Thanks for your help.
@shoaibkamil Sorry for a blast from like 2 months ago: @mlwagman and I finally got Halide to build on the host machine. We got tests to run on the GPU compute nodes via specification of the JIT target. Sadly, we didn't get anything useful as all the tests that used a gpu feature/cuda hanged unless they didn't run a kernel. For example, by adding debug to the target we get this output:
CUDA: halide_cuda_device_malloc (user_context: 0x0, buf: 0x163b0e8)

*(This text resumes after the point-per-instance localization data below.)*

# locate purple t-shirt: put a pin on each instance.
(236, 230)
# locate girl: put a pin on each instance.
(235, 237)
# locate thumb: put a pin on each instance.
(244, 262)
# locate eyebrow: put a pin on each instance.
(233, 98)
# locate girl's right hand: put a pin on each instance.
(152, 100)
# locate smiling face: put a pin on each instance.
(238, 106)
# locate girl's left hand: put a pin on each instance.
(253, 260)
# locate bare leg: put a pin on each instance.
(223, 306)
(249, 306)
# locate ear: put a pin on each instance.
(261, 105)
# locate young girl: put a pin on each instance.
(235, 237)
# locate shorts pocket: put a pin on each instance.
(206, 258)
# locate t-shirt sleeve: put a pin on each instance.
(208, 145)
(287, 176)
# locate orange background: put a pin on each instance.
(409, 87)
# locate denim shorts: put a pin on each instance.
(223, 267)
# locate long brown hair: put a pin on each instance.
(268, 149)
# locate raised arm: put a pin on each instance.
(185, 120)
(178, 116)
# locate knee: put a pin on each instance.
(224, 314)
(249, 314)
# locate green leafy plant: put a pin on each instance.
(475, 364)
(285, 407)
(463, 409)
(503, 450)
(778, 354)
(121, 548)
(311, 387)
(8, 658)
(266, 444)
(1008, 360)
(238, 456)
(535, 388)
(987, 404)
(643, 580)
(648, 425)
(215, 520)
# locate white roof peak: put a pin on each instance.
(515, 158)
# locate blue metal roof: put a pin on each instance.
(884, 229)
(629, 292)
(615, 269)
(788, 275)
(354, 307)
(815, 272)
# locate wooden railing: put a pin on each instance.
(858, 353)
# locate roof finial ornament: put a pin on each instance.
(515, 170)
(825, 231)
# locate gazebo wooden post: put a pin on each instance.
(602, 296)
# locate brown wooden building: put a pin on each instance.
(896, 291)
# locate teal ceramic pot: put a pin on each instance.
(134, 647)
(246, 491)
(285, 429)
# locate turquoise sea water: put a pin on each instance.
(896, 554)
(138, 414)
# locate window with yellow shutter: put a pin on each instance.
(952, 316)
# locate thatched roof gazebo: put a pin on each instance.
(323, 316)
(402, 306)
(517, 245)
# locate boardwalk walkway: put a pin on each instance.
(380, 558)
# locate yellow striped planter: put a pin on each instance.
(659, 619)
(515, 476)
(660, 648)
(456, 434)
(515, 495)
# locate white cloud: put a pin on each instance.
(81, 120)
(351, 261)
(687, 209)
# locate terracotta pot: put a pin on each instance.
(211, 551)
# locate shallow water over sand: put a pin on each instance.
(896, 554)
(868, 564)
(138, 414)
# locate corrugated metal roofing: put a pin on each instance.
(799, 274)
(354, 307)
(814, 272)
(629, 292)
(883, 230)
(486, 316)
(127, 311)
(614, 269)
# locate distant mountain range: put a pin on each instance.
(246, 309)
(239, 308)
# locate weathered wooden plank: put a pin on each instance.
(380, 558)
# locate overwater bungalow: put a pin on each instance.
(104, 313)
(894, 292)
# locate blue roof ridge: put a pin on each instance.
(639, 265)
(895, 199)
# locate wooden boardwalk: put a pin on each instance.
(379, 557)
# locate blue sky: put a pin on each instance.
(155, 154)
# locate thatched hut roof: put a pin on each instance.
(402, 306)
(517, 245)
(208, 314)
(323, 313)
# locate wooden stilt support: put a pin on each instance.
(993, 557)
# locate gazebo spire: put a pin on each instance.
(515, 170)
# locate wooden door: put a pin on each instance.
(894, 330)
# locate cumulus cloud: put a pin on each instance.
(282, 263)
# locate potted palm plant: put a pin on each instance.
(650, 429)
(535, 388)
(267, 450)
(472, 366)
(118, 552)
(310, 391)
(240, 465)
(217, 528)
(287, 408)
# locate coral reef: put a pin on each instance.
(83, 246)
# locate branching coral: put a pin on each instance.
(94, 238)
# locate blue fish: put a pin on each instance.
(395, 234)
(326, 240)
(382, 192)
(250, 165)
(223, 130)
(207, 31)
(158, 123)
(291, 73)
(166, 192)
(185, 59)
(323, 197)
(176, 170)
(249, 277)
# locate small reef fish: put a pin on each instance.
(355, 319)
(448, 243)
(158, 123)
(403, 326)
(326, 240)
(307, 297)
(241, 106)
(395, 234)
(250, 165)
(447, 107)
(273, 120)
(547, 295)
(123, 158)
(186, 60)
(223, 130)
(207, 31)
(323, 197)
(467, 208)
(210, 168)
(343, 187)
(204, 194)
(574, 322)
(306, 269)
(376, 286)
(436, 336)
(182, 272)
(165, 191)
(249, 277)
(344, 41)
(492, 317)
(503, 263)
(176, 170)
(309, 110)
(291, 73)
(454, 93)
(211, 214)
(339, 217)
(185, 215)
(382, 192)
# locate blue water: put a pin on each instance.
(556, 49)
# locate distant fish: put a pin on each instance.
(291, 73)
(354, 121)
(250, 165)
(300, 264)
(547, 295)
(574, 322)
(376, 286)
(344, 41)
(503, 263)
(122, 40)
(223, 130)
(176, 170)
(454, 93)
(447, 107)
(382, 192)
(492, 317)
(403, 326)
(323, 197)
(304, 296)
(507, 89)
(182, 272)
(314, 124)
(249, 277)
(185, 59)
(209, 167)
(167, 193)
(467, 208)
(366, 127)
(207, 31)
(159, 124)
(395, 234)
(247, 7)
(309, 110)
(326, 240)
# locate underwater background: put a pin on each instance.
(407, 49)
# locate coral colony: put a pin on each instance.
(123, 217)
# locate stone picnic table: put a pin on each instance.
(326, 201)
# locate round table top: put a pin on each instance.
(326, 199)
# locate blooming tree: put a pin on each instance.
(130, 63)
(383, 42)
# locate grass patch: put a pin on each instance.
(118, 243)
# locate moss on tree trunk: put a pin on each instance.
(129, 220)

load_libcuda (user_context: 0x0)
Loaded CUDA runtime library: libcuda.so
Got device 0
NVIDIA A100-SXM4-80GB
total memory: 81050 MB
max threads per block: 1024
warp size: 32
max block size: 1024 1024 64
max grid size: 2147483647 65535 65535
max shared memory per block: 49152
max constant memory per block: 65536
compute capability 8.0
cuda cores: 108 x 128 = 13824
cuCtxCreate 0 -> 0xfcba90(3020)
allocating 0x163b0e8 -> buffer(0, 0x0, 0x1a89480, 1, float32, {0, 100, 1}, {0, 100, 100})
cuMemAlloc 40960 -> 0x7f1c31200000
Time: 1.078390e-01 ms
CUDA: halide_cuda_buffer_copy (user_context: 0x0, src: 0x163b0e8, dst: 0x163b0e8)
from host to device, 0x1a89480 -> 0x7f1c31200000, 40000 bytes
cuMemcpyHtoD(0x7f1c31200000, 0x1a89480, 40000)
Time: 2.099000e-02 ms
CUDA: halide_cuda_device_malloc (user_context: 0x0, buf: 0x1505c18)
allocating 0x1505c18 -> buffer(0, 0x0, 0x1476980, 1, float32, {0, 100, 1}, {0, 100, 100})
cuMemAlloc 40960 -> 0x7f1c3120a000
Time: 3.830000e-03 ms
Entering Pipeline f0
Target: x86-64-linux-cuda-debug-jit-user_context
Input Buffer b0: 0x163b0e8 -> buffer(139759059992576, 0x7f1c62b078b8, 0x1a89480, 0, float32, {0, 100, 1}, {0, 100, 100})
Input Buffer b1: 0x1505c18 -> buffer(139759060033536, 0x7f1c62b078b8, 0x1476980, 1, float32, {0, 100, 1}, {0, 100, 100})
Input (void const *) __user_context: 0x7fff9f1ed7f0
Output Buffer f0: 0xec3598 -> buffer(0, 0x0, 0x0, 0, float32, {0, 100, 1}, {0, 100, 100})
CUDA: halide_cuda_initialize_kernels (user_context: 0x7fff9f1ed7f0, state_ptr:
This test is fine until it needs to execute an actual kernel and then it hangs. Are there any tests you would like to see results for or any other ideas/procedures we should try?
Thanks for your help.
@shoaibkamil Further update, we've tried to isolate the bug by using other systems (e.g. Jax) that use a similar compilation path - as far as we can tell they work so we suspect something is wrong specifically with Halide combined with our system.
This turned out not to be an issue with Halide.